Try to fix all uneven surfaces.

15. Vital information location

If 911 is initiated due to a fall with injuries or the inability to get the elder off the floor safely, emergency workers are greatly served by having immediate access to the elder’s advance directives (living will/medical power of attorney), DNR form, and current medication list including medication allergies.

A rule of thumb is to have this paperwork located in a convenient location such as in a sealable bag on the refrigerator.

Care for your elder

Every time you phone or visit your elder, inquire if they’ve had a recent fall. Keep in mind that many frail older adults are too embarrassed to admit they’ve fallen. If you suspect a fall, look for bruises, abrasions, or skin tears each visit. Ask them if they remember where they got them from. They may have forgotten about the time last Tuesday they “slipped off the side of the bed and onto the floor.” Asking them may jog their memory.

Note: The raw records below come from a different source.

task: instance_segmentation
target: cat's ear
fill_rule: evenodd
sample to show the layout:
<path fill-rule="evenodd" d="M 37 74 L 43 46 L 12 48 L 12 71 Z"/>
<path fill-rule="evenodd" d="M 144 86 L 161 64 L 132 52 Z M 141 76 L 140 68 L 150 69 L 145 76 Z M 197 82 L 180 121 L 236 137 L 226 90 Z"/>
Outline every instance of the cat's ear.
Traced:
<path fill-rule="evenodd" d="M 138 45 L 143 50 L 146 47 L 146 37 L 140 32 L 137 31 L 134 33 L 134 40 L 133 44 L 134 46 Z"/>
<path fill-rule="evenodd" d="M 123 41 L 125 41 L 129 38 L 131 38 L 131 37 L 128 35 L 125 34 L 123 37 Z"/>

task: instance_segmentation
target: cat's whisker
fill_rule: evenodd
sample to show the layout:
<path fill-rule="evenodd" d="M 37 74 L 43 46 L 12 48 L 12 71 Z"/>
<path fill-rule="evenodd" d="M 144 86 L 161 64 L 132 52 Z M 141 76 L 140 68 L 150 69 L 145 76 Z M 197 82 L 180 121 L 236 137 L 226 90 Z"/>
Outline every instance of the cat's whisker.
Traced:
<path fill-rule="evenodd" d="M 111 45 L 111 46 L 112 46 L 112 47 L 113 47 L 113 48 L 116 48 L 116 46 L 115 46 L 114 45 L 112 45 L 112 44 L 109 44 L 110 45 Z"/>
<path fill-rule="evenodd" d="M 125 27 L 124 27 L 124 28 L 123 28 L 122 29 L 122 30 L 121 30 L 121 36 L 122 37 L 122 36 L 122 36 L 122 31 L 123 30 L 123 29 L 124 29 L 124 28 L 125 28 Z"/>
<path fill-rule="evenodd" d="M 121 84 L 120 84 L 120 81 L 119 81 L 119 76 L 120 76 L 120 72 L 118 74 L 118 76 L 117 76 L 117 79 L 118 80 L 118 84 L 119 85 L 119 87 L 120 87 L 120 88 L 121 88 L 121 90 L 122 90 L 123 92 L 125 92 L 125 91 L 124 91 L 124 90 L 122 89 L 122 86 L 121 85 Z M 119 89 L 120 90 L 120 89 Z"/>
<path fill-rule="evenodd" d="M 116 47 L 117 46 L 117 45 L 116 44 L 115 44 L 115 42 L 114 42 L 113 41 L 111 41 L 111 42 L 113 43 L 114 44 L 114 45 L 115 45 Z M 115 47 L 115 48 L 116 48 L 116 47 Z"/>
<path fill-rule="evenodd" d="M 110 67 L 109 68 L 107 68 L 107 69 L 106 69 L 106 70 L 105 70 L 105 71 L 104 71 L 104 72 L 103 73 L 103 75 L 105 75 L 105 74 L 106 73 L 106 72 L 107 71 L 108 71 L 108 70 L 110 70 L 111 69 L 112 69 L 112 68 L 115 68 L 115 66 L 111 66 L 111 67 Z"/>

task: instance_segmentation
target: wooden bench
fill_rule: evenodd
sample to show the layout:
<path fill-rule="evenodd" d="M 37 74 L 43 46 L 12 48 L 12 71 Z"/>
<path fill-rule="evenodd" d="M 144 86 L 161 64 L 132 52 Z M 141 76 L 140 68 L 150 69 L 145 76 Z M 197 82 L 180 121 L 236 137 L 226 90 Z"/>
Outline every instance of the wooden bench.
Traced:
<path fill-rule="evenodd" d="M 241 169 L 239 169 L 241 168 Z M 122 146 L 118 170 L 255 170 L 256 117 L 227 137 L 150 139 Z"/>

Falling is a definite sign they need to see their medical provider. They may become irritated by your concerns. Maybe they are not using their walker at home when they most certainly always need it.

You may hear “I’m not going to fall” repeatedly from your proud elder. A simple reminder that that’s why they are called “accidents” may help an older adult to put safety first. Consider contacting a local agency that provides non-skilled care to assist them with the tasks they can no longer do safely.

Be gentle. They’ve been self-sufficient for decades. They deserve to be treated with respect, even when they may require additional help or changes to their home environment to stay safe.